What can we do about it? We can lobby our politicians for more wildlife protection. Only 14% of the world surface is protected. We can afford to protect larger and connected areas of coastline, freshwater and terrestrial land because that protection is going to pay us back in a healthier environment, jobs, sustainable produce and resilience to the impact of climate change. Governments need to be tougher on those damaging the environment. Our government urgently needs to provide strong leadership to help more businesses to lead the way. Together we need to have a plan to fix, or, restore those broken biodiversity networks at home and abroad. We need to halt the loss of species and repair habitats, so that those species that have survived us so far, can build their numbers back up again. The University was awarded The Hedgehog Society Silver Award in 2021 and we are working towards earning the Gold. With small actions we are all contributing to the welfare of this newly designated red data species. The University of Northampton is also in the process of producing a Biodiversity Plan for Net Gain to demonstrate how we can continue to improve habitats and increase populations of species found on Waterside campus and our other sites.

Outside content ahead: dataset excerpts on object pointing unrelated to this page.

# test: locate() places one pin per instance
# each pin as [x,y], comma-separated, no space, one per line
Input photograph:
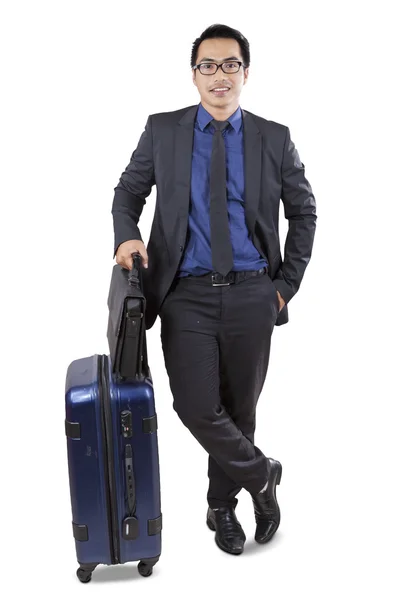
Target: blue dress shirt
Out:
[197,255]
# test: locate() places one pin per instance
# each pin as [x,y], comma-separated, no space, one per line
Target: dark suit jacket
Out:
[273,171]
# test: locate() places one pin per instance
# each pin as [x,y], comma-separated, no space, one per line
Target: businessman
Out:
[213,266]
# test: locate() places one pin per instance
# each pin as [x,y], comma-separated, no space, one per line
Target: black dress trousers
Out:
[216,344]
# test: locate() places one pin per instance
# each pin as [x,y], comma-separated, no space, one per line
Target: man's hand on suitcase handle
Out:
[125,251]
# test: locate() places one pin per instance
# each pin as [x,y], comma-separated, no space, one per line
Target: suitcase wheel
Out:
[84,576]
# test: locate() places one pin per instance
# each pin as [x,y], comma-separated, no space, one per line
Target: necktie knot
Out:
[219,125]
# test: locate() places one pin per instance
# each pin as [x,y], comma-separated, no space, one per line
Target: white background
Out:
[79,80]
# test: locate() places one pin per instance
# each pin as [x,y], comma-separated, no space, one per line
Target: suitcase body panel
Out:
[96,456]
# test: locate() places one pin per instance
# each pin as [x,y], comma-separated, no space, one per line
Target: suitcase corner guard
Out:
[154,526]
[72,430]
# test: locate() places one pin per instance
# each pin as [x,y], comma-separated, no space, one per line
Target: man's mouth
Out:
[220,91]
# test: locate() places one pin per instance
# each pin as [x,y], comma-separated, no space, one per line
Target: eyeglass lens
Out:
[210,68]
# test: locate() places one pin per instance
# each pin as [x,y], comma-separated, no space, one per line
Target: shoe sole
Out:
[212,527]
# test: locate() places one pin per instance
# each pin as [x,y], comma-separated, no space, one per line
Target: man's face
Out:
[219,50]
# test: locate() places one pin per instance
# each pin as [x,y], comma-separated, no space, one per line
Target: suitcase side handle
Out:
[135,274]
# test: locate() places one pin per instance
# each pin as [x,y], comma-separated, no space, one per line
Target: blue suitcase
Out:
[111,429]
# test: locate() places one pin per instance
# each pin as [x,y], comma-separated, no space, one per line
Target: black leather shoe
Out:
[266,507]
[229,535]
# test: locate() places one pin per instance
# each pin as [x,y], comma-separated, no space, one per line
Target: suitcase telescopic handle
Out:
[134,276]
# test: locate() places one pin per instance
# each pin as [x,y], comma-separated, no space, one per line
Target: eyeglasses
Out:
[211,68]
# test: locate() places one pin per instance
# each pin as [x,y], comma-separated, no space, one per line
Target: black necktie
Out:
[221,246]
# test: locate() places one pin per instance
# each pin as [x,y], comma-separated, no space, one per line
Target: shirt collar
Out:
[203,118]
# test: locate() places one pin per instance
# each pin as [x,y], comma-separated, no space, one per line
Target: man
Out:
[213,267]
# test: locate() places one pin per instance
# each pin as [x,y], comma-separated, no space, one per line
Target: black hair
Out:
[222,31]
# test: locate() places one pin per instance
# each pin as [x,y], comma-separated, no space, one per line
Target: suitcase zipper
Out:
[109,472]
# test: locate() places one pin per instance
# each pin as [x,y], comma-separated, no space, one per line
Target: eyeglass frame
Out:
[218,65]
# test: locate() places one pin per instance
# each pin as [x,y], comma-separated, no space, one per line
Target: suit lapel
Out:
[183,165]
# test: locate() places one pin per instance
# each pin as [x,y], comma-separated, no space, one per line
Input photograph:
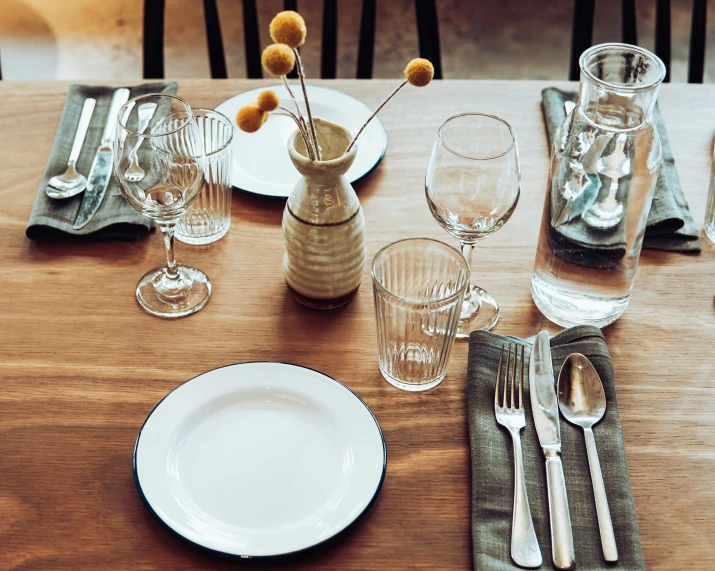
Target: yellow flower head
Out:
[288,28]
[268,100]
[419,72]
[278,59]
[250,118]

There are many great initiatives happening, such as the Lottery Fund that is helping local communities act to reverse damage to our natural environment and adapt to climate change. Street trees provide us services such capture carbon, cooling shade, interception of rainwater to slow run off and making our streets a healthier place to be. Planting trees, is a popular idea and seems a relatively easy step to make but it can be quite complex with multiple stakeholders involved. University of Northampton is supporting the local Save our Street Trees community action group in partnership with Far Cotton and Delapre Community Council looking for ways to find small patches of land for community gardens and more street trees.
Individually, you can help by joining a community group, start a wild bee-friendly garden or volunteer for a wildlife organisation. Every step forward counts but remember, we need to do it now!